His was a very forceful personality, and as a young man, having had an initial experience he went around trying to find a Master who would agree that it was the whole and genuine thing. He could not find one, but he did eventually find one who was powerful enough to knock the conceit out of him: even literally, for he suffered a broken leg in one encounter. After this he did achieve the real thing, and then turned all his vigor to teaching, in which was included painting, and writing voluminously. The best known of his writings is a poem, Zazen Wasan - that is, a hymn or psalm of Zazen, or sitting in meditation that is customarily chanted at the close of every session.

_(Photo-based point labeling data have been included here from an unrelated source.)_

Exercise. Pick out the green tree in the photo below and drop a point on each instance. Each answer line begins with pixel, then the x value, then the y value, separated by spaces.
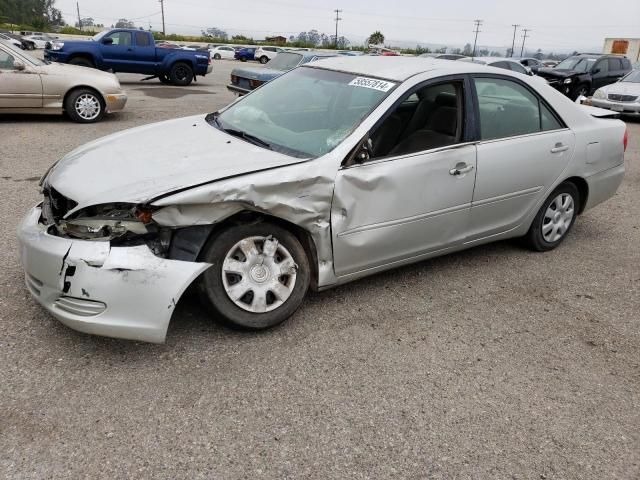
pixel 376 38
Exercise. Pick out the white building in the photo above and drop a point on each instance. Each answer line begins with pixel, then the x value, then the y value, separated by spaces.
pixel 629 47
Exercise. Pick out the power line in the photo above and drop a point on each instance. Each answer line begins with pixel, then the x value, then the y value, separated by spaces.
pixel 524 39
pixel 79 19
pixel 164 32
pixel 338 12
pixel 513 44
pixel 477 30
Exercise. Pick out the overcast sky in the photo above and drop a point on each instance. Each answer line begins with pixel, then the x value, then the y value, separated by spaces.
pixel 555 24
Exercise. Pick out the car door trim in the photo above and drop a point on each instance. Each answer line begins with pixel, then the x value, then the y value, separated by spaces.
pixel 403 221
pixel 507 196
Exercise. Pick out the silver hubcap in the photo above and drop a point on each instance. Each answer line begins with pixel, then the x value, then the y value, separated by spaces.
pixel 558 217
pixel 88 106
pixel 259 274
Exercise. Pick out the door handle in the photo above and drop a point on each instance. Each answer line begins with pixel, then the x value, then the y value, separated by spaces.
pixel 460 169
pixel 559 148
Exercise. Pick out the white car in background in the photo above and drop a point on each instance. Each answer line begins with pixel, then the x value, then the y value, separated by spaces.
pixel 38 40
pixel 264 54
pixel 223 51
pixel 336 170
pixel 622 96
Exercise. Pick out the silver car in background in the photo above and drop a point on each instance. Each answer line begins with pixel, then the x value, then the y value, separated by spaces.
pixel 30 85
pixel 622 96
pixel 334 171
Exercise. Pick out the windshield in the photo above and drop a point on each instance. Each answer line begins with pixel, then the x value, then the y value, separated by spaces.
pixel 633 77
pixel 98 36
pixel 579 64
pixel 285 61
pixel 304 113
pixel 23 54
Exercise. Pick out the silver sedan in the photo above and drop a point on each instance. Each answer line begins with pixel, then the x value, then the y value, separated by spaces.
pixel 29 85
pixel 334 171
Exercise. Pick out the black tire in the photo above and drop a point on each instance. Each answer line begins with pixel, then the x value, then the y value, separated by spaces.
pixel 181 74
pixel 581 89
pixel 212 286
pixel 76 114
pixel 535 238
pixel 82 62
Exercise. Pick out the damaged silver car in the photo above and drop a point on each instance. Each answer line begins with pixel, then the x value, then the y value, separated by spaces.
pixel 334 171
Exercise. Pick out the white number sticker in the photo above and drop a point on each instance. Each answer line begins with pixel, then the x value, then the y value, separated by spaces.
pixel 373 83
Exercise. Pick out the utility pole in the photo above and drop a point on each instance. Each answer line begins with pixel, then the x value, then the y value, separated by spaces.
pixel 524 39
pixel 477 30
pixel 513 44
pixel 338 12
pixel 164 32
pixel 79 20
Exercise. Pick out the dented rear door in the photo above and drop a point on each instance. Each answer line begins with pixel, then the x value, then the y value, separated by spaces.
pixel 391 210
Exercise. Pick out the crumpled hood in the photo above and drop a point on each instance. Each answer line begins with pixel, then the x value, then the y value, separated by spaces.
pixel 139 164
pixel 257 73
pixel 623 88
pixel 555 73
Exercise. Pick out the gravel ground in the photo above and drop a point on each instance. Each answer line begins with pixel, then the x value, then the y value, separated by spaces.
pixel 491 363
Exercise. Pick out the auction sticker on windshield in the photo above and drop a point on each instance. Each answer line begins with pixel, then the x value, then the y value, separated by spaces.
pixel 373 83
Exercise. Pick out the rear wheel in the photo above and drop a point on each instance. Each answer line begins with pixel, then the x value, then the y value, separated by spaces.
pixel 82 62
pixel 259 275
pixel 84 106
pixel 181 74
pixel 554 219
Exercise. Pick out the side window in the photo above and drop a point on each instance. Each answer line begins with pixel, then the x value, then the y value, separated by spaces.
pixel 6 61
pixel 548 121
pixel 603 65
pixel 516 67
pixel 142 39
pixel 430 118
pixel 615 64
pixel 507 109
pixel 121 38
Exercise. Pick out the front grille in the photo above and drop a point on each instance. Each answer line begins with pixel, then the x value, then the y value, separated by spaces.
pixel 55 205
pixel 80 306
pixel 616 97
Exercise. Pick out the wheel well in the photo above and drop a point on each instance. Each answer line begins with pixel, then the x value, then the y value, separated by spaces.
pixel 583 190
pixel 83 87
pixel 303 236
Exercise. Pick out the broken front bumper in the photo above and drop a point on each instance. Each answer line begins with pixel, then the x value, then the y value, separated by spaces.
pixel 123 292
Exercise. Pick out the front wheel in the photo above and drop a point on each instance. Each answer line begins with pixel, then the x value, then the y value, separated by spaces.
pixel 181 74
pixel 554 219
pixel 84 106
pixel 259 275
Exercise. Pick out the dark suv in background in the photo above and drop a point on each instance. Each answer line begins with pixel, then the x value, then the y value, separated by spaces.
pixel 585 73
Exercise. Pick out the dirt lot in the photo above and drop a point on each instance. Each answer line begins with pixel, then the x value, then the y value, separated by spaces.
pixel 492 363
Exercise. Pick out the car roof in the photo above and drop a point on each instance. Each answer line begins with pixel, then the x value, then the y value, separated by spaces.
pixel 397 68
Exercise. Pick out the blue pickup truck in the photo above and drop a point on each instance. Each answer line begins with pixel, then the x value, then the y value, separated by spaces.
pixel 132 51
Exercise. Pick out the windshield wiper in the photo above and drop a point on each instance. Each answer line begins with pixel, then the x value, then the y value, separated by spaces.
pixel 213 118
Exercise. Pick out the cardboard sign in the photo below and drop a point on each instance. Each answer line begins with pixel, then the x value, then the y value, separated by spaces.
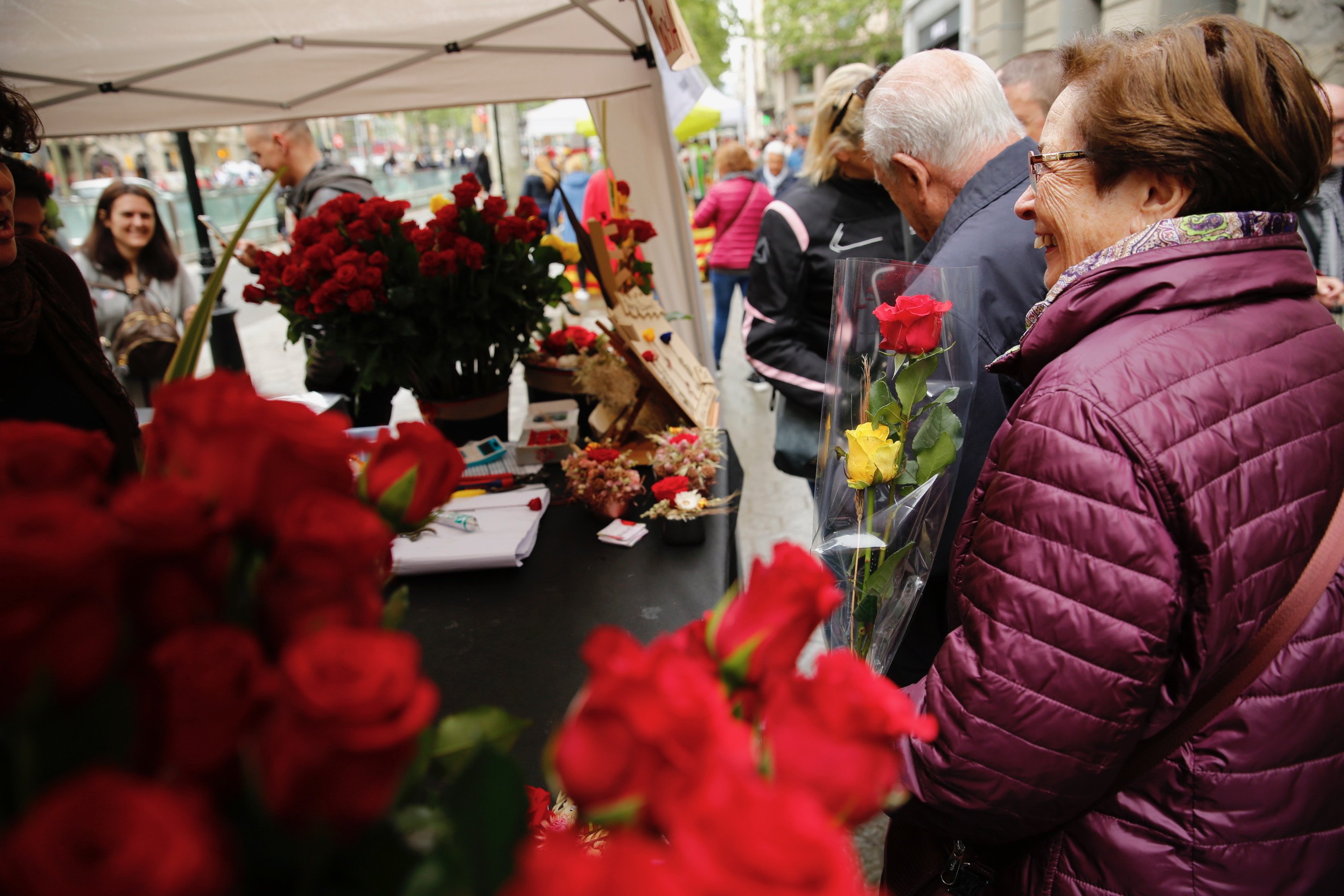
pixel 674 37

The meter is the Japanese "7-5": it is syllabic, seven syllables (or quantitative equivalent), a strong caesura, and then five; the rhythm is variable within limits, but as chanted is triumphant, exalted in swing and flow. The following translation does not preserve these features, and is hardly a chanting version; also it is not entirely literal (or indeed even a direct translation, except to a limited extent): it gives in some cases only the general sense, without certain technicalities. Of course all mystical or spiritual schools have their particular ways of dividing, expressing, teaching; divisions, expressions, stages, distinctions that are not always rewarding to one who is not an adherent of the school — and even, alas, may be limiting and narrowing to one who is. But Zen is not based on doctrines or formulations.

Here is the poem, the song.

The utter nature of all things is Buddha;

He is all things that are, as ice with water:

For there is never ice but there is water,

And only by the things that are is Buddha.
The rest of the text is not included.